- Developer(s): Kogado Studio
- Publisher(s): JP: Kogado Studio; WW: Degica; Limited Run Games (Nintendo Switch)
- Platform(s): PlayStation Portable PlayStation Vita Microsoft Windows Nintendo Switch
- Release: Original (PlayStation Portable) JP: September 29, 2011; RE:Therapy PlayStation Portable, Microsoft WindowsJP: June 28, 2012; RE:Therapy (Remastered) PlayStation Vita, Microsoft WindowsJP: April 19, 2019; WW: April 18, 2019; Nintendo SwitchJP: April 19, 2019; WW: December 26, 2019;
- Genre(s): Visual novel
- Mode(s): Single-player

= Nurse Love Syndrome =

2011 video game

Nurse Love Syndrome (白衣性恋愛症候群, Hakuisei Ren'ai Shōkōgun) is a yuri visual novel game developed by Kogado Studio's Shimarisu-san Team with the script writer being Sakusa Sakura. The series has an official abbreviated name of "ShiroKoi" using the first two kanji of the first two words of the whole title. The game is a visual novel about a girl named Kaori Sawai who was saved by hospital staff after an accident during her youth and decided to repay them by becoming a nurse at the age of 21. The story starts with Kaori starting her first day as a nurse at the hospital she would start working at and meet other people-some connected to her past.

== Gameplay ==
Being a visual novel, the game offers little gameplay, with the player pressing a button to advance the narrative as they read and occasionally using a menu interface to select choices that affect the game's story and lead to different endings.

== Release ==
The first release of the game was in 2011 exclusively for the PlayStation Portable.

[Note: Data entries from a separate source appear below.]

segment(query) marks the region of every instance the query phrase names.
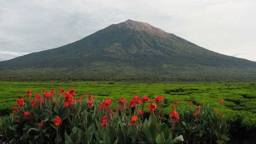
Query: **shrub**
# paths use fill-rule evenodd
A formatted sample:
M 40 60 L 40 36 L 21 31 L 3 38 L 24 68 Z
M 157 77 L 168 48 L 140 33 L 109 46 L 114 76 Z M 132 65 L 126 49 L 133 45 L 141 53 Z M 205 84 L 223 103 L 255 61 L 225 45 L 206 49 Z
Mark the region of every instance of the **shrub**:
M 189 142 L 198 142 L 199 138 L 206 142 L 229 139 L 224 117 L 214 114 L 209 106 L 199 110 L 197 117 L 185 110 L 179 116 L 173 106 L 166 118 L 159 109 L 164 101 L 160 96 L 150 102 L 147 96 L 136 95 L 130 100 L 129 110 L 123 98 L 112 109 L 109 98 L 97 99 L 83 94 L 76 99 L 72 88 L 69 92 L 59 90 L 57 94 L 53 89 L 50 92 L 43 90 L 43 94 L 33 96 L 28 90 L 27 97 L 17 99 L 14 112 L 3 118 L 10 143 L 175 143 L 184 141 L 183 135 Z M 177 108 L 178 101 L 175 102 Z M 150 114 L 145 118 L 146 105 Z M 214 123 L 217 127 L 213 126 Z M 213 130 L 218 125 L 221 128 Z M 208 127 L 213 129 L 207 130 Z

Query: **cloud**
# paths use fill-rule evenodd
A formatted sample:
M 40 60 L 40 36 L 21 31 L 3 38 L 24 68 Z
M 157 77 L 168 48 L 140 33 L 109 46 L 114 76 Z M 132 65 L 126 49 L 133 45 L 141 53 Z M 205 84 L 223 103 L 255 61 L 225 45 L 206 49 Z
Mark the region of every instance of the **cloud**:
M 21 56 L 28 53 L 21 52 L 2 51 L 0 50 L 0 61 L 12 59 L 17 57 Z
M 58 47 L 128 19 L 225 54 L 235 50 L 249 59 L 256 45 L 253 0 L 0 1 L 2 51 L 30 53 Z M 244 49 L 249 52 L 241 51 Z

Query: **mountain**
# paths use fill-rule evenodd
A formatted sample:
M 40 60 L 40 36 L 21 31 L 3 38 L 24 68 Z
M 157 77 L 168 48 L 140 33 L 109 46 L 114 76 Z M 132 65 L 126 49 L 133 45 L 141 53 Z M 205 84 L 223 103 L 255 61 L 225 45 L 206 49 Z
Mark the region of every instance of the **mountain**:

In 2012, an expanded version of the original game was released titled Hakuisei Ren'ai Shōkōgun RE:Therapy for Microsoft Windows and PSP featuring an extended storyline for the original main characters, and new character route additions for previously minor characters Yasuko and Ami, as well as a remake-exclusive character, a middle-school girl aged Mayuki. On April 19, 2019, a new version of Hakuisei Ren'ai Shōkōgun RE:Therapy was released on Microsoft Windows, PlayStation Vita and Nintendo Switch in Japan with improved character sprites and event scenes. The Windows and PlayStation Vita versions were released in English and Chinese simultaneously as Nurse Love Syndrome, published by Degica. The Nintendo Switch version was released in English on December 26, 2019.

A new game in the same series, Hakuisei Aijō Izonshō (白衣性愛情依存症), was released on PlayStation Vita on April 30, 2015, with a new cast of characters and art design. It was subsequently released for Microsoft Windows on December 25, 2015, and for Nintendo Switch on May 24, 2018.
Hakuisei Aijō Izonshō was in 2016 released in English and Chinese for Windows, and the following year on PlayStation Vita under the title Nurse Love Addiction, localizing the "White Robe" part of the series title to "Nurse", likely due to non-Japanese nurse uniform colors no longer being exclusively of white coloring.

Titled Nurse Love Obsession, a physical version containing both Nurse Love Syndrome and Nurse Love Addiction was published by Limited Run Games for the Nintendo Switch.

== Reception ==
In a review for Digitally Downloaded, Matt S. said that Nurse Love Addiction "[represented] some of the sharpest, most subtle writing that [he'd] come across within the visual novel medium," but called its gameplay "primitive" due to the lack of a flowchart mechanic. Across two "playtests" of Nurse Love Syndrome for Silliconera, Alistair Wong considered the details of nurse life and writing quality in the game's common route to be "enthralling" but the romance routes to be a "mixed bag."